Rainer ⌂, Samstag, 20.02.2010, 02:36 (vor 4303 Tagen) @ PB

Was kann einem so eine "Falle" schon anhaben, zumal, wenn man schon mit der
inneren Einstellung hineingeht, dass man möglicherweise gelinkt werden und
zum "Doofie" gemacht werden soll.

Das funktioniert ganz einfach. Du wirst nach bestimmten Dingen gefragt, kannst uneingeschränkt antworten und bekommst auch noch Zustimmung. Das wird evtl. noch ein bisschen zurecht geschnitten. Wenn du Glück hast wird dir noch gezeigt was von deiner "Befragung" gesendet wird. Das erscheint dann auch in der Sendung, um anschließend mit den üblichen feministischen Phrasen verdreht zu werden (23% weniger Lohn, Doppel- bis Zehnfachbelastung, und so weiter).
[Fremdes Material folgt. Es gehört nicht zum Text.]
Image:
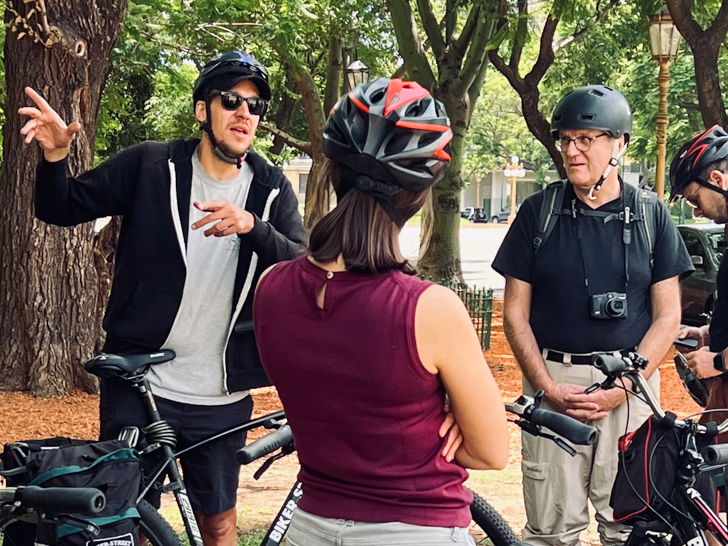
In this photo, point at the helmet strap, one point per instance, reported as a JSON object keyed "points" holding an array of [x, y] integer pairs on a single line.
{"points": [[206, 126], [380, 191], [617, 154]]}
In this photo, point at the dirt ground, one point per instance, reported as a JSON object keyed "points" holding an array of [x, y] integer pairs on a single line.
{"points": [[24, 417]]}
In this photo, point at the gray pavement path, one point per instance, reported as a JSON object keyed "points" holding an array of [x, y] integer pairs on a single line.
{"points": [[478, 246]]}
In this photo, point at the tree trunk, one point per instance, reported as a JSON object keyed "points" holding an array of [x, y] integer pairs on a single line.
{"points": [[441, 260], [50, 287]]}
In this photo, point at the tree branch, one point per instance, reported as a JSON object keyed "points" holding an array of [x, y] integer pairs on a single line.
{"points": [[461, 44], [451, 18], [418, 67], [476, 53], [432, 28], [293, 142], [519, 40]]}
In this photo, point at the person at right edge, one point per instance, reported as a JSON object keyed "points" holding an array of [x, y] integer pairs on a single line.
{"points": [[699, 174], [604, 281]]}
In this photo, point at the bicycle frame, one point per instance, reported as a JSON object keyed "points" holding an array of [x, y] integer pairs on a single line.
{"points": [[690, 514], [169, 465]]}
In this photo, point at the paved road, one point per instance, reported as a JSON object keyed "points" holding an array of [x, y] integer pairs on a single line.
{"points": [[478, 245]]}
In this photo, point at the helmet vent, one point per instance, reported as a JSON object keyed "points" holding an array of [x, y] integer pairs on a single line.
{"points": [[377, 96], [427, 139], [397, 144]]}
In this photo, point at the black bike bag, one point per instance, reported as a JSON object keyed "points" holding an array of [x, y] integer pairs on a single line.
{"points": [[647, 466], [109, 466]]}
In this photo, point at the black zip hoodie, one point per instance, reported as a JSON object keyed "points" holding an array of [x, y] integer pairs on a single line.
{"points": [[149, 185]]}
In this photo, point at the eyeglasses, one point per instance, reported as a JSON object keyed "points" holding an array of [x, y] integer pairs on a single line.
{"points": [[232, 102], [582, 143], [691, 201]]}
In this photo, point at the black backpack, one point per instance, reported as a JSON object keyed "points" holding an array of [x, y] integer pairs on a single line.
{"points": [[642, 210]]}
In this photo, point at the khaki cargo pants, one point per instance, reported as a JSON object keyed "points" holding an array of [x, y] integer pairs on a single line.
{"points": [[556, 486]]}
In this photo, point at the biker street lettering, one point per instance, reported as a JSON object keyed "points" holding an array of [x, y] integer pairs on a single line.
{"points": [[122, 540], [284, 519]]}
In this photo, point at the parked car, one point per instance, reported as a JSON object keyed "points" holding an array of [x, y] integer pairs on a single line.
{"points": [[474, 215], [705, 244], [503, 215], [479, 216]]}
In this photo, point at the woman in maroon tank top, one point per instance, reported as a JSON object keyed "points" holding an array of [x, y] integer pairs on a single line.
{"points": [[365, 355]]}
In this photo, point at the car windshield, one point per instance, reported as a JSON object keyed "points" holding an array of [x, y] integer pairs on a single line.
{"points": [[717, 241]]}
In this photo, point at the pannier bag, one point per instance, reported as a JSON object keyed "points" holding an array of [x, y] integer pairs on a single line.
{"points": [[648, 462], [109, 466]]}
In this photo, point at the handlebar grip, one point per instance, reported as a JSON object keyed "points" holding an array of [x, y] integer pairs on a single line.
{"points": [[563, 425], [717, 454], [608, 364], [62, 500], [265, 445]]}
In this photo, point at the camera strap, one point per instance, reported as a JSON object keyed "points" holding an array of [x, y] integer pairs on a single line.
{"points": [[626, 216]]}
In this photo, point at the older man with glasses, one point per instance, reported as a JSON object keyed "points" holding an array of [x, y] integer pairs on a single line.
{"points": [[201, 220], [591, 266]]}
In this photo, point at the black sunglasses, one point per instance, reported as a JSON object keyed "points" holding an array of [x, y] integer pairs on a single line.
{"points": [[232, 101]]}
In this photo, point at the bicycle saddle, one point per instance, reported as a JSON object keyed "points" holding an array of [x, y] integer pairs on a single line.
{"points": [[108, 366]]}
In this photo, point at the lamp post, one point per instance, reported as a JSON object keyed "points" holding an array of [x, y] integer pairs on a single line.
{"points": [[664, 43], [357, 73], [514, 171]]}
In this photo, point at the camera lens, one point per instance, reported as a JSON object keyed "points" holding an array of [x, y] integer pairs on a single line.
{"points": [[614, 307]]}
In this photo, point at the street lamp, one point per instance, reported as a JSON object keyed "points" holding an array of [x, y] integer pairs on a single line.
{"points": [[664, 43], [357, 73], [514, 171]]}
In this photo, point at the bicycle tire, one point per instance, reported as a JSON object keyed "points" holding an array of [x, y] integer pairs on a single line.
{"points": [[155, 527], [492, 523]]}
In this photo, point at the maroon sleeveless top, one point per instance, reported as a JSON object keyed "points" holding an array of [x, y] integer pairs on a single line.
{"points": [[364, 411]]}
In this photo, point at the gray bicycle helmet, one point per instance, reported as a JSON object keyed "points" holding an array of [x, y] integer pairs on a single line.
{"points": [[223, 73], [694, 156], [593, 107], [392, 132]]}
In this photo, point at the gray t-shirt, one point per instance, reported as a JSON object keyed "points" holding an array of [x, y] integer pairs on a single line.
{"points": [[199, 332]]}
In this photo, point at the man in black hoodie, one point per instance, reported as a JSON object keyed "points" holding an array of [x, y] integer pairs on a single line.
{"points": [[200, 221]]}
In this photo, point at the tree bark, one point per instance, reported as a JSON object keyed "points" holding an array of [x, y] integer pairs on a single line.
{"points": [[705, 45], [50, 286]]}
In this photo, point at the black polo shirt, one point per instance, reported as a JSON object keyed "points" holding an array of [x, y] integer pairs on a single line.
{"points": [[560, 305], [719, 319]]}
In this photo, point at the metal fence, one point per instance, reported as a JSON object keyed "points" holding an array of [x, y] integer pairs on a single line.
{"points": [[479, 302]]}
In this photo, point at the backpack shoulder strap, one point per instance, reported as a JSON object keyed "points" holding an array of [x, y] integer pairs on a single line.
{"points": [[645, 202], [550, 208]]}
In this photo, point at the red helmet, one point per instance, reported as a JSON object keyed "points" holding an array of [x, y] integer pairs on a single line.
{"points": [[392, 131], [694, 156]]}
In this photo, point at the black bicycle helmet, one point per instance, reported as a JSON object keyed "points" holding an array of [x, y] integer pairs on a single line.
{"points": [[593, 107], [698, 389], [694, 156], [222, 73], [228, 69], [392, 132]]}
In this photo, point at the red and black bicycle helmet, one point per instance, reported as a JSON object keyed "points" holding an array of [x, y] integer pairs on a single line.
{"points": [[391, 131], [694, 156]]}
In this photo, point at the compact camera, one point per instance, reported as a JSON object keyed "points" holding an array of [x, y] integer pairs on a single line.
{"points": [[610, 305]]}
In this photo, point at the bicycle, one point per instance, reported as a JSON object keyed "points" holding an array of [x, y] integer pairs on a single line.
{"points": [[685, 516], [159, 437], [52, 506]]}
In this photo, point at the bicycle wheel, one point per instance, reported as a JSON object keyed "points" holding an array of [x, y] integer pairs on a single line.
{"points": [[155, 527], [491, 522]]}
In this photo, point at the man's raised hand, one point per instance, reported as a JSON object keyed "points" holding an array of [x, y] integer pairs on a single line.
{"points": [[47, 127]]}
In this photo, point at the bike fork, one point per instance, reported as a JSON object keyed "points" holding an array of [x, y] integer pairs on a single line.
{"points": [[280, 524]]}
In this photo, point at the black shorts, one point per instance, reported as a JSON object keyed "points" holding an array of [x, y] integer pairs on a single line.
{"points": [[210, 471]]}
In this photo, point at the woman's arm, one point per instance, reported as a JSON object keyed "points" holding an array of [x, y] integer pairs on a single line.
{"points": [[448, 346]]}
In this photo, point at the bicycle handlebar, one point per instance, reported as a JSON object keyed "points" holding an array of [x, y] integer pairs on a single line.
{"points": [[526, 407], [58, 500], [265, 445], [629, 366], [563, 425]]}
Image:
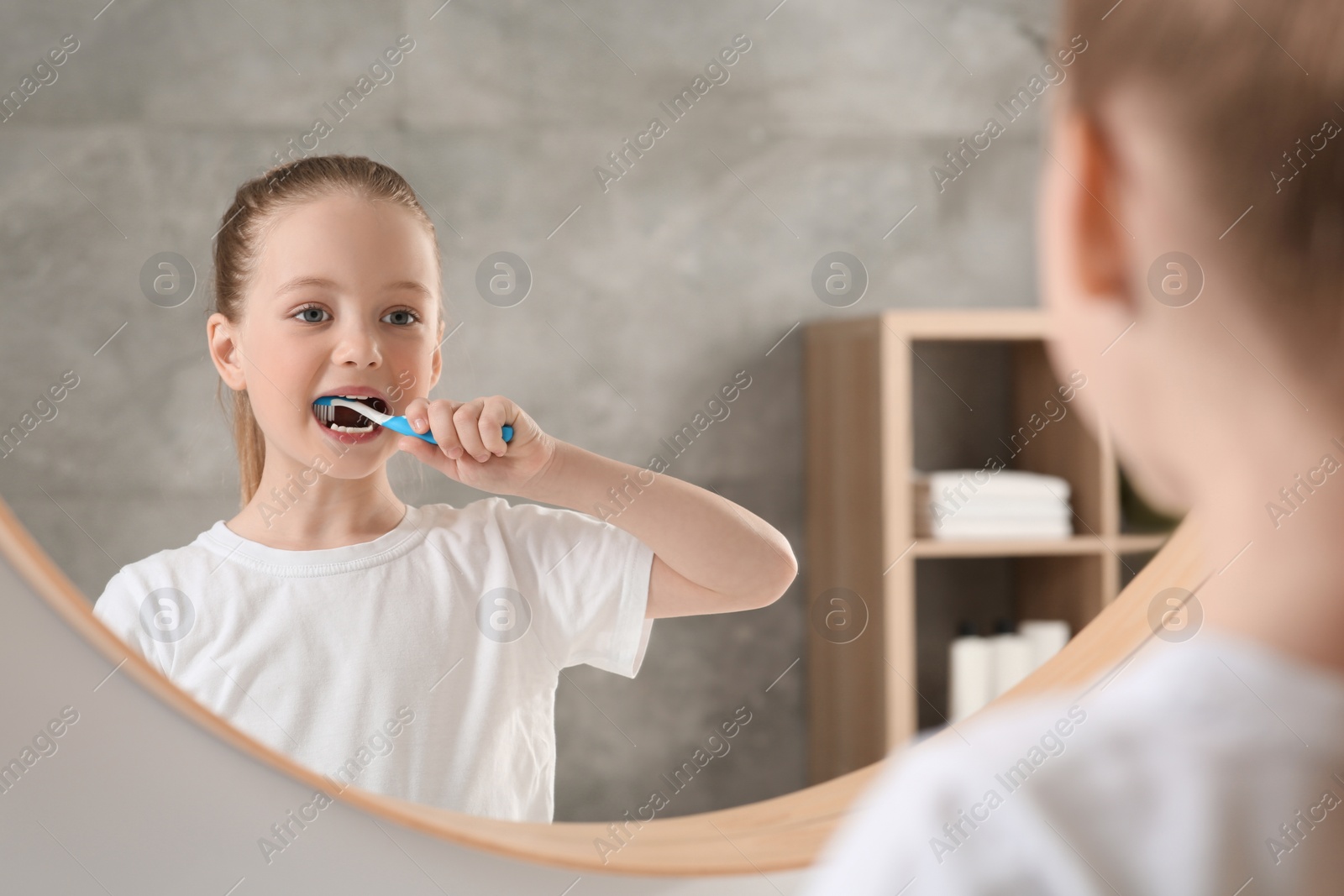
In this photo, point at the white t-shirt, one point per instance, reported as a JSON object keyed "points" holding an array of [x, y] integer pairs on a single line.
{"points": [[1198, 768], [423, 664]]}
Jetzt hast du aber keine mehr Möglichkeit dich der absurden Vorwürfe zu erwehren. Für den Zuschauer erscheint es, als hättest du nur Müll vorgetragen.

Die Kunst besteht darin, Dinge vorzubringen die nicht im medialen Hauptstrom liegen. Dinge die das Thema von einer völlig unerwarteten Seite betrachten. Es gibt viele Möglichkeiten.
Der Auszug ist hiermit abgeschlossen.